As to your other post - all I can say is "nice try"! Excellent attempt at redirection away from your initial criticism of me for daring to have hip operations because not everyone else in the world has access to them! I trust your implied altruism will force you to turn over your mansion and lands to those in greater need of them than you (which would be 99.999% of the world's population at a rough guess). No? How many hip operations would the proceeeds of selling your property buy? How many thousands of people's sight could be saved by those funds going towards cataract operations in Africa?

As to the rest, just fluff and wafffle. Not quite sure why you seem so angry that several killer diseases have been eradicated, or are close to being so resolved, or that major steps being taken to ameliorate others?

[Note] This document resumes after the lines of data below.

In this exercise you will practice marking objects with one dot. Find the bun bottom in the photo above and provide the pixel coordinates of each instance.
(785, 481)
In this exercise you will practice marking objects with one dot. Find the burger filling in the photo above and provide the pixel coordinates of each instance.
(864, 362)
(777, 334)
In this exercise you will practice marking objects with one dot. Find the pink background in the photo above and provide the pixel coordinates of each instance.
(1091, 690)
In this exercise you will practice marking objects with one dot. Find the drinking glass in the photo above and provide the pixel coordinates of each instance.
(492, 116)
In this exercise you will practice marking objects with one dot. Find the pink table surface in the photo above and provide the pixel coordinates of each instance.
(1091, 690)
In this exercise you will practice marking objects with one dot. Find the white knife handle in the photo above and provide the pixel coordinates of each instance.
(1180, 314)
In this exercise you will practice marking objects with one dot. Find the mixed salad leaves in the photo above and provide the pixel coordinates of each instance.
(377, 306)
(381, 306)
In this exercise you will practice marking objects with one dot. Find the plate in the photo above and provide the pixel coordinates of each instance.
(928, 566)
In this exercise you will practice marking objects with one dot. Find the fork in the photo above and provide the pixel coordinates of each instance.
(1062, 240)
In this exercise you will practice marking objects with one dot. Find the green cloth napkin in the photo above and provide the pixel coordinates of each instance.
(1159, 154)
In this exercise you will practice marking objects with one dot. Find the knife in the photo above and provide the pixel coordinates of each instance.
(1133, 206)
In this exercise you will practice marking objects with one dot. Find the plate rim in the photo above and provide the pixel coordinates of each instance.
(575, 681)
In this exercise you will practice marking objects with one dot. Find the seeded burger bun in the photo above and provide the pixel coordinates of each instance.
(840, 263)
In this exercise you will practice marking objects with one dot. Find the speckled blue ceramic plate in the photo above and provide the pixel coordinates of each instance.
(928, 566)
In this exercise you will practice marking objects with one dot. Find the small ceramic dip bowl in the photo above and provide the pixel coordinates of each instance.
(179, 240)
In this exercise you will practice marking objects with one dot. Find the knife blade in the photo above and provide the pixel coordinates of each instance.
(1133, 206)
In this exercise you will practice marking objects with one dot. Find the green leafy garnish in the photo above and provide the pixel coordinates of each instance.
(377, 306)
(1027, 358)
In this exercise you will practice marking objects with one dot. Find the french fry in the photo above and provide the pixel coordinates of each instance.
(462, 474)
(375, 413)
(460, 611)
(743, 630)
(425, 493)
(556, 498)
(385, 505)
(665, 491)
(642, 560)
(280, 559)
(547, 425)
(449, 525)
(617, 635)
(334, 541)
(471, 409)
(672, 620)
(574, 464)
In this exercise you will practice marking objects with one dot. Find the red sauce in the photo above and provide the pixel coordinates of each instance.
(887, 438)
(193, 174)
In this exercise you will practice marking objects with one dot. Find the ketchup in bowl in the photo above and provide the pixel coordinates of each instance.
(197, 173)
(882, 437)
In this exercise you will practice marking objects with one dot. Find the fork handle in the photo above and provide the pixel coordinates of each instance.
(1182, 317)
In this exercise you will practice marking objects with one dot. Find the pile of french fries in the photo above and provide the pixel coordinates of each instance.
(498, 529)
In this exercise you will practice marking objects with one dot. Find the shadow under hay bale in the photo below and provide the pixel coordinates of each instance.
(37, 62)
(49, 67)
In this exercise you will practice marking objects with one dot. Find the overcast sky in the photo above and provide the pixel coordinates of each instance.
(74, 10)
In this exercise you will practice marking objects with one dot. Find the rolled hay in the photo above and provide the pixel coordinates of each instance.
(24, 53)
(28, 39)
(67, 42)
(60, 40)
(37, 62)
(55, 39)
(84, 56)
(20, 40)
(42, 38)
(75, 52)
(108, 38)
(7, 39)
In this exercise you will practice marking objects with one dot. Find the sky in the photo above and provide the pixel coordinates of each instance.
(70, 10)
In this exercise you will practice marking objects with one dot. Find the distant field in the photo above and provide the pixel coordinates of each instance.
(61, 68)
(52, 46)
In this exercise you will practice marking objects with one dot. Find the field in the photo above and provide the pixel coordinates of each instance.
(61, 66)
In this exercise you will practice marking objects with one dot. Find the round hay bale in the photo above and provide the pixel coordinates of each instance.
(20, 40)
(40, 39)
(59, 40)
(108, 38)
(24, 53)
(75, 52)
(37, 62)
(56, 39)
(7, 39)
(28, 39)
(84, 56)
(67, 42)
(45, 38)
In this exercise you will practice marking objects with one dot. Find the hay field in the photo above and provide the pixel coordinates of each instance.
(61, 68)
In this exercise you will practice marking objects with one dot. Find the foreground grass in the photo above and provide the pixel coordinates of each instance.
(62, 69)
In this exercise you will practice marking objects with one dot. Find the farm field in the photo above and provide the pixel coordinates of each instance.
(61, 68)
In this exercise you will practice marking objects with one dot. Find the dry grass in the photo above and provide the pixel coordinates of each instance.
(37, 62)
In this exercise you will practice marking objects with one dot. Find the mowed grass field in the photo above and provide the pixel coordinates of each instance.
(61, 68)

Cataracts for example - I have personally seen cataract teams - and in at least one case, cataract ship - treat thousands of patients, bringing immediate sight back to those otherwise blinded with simple 15 minute treatments in the third world. why is that such a bad thing? Developments in Malaria treatments/defense? The first world bringing relief to those unable to provide it for themselves? Sure there's more we can do, but there's always more we can do.

And of course we cannot forget your classic misrepresentation of what I actually wrote! And I quote from your post "Bear in mind YOU are the one saying "its all good, don't worry, the world is fine as it is"."

Actually I didn't - I said the world was better than it was 100 years ago, and I believed it would get better yet over the next 100 years. But never let the facts get in the way of a good rant, eh?:)

Another classic was the bit about England becoming totally self-sufficient. Total red herring of course, as anyone with even a basic understanding of macroeconomics or finance knows - the world isn't like that any more, particularly for a country as over-populated as England is, with limited access to certain resources necessary in an industrial, modern society. But then its always been so, hasn't it - after all, international trade is just a more complex form of barter which has been around for thousands of years; "I've got access to lots of flint - you've got some spare sheep - lets swap!"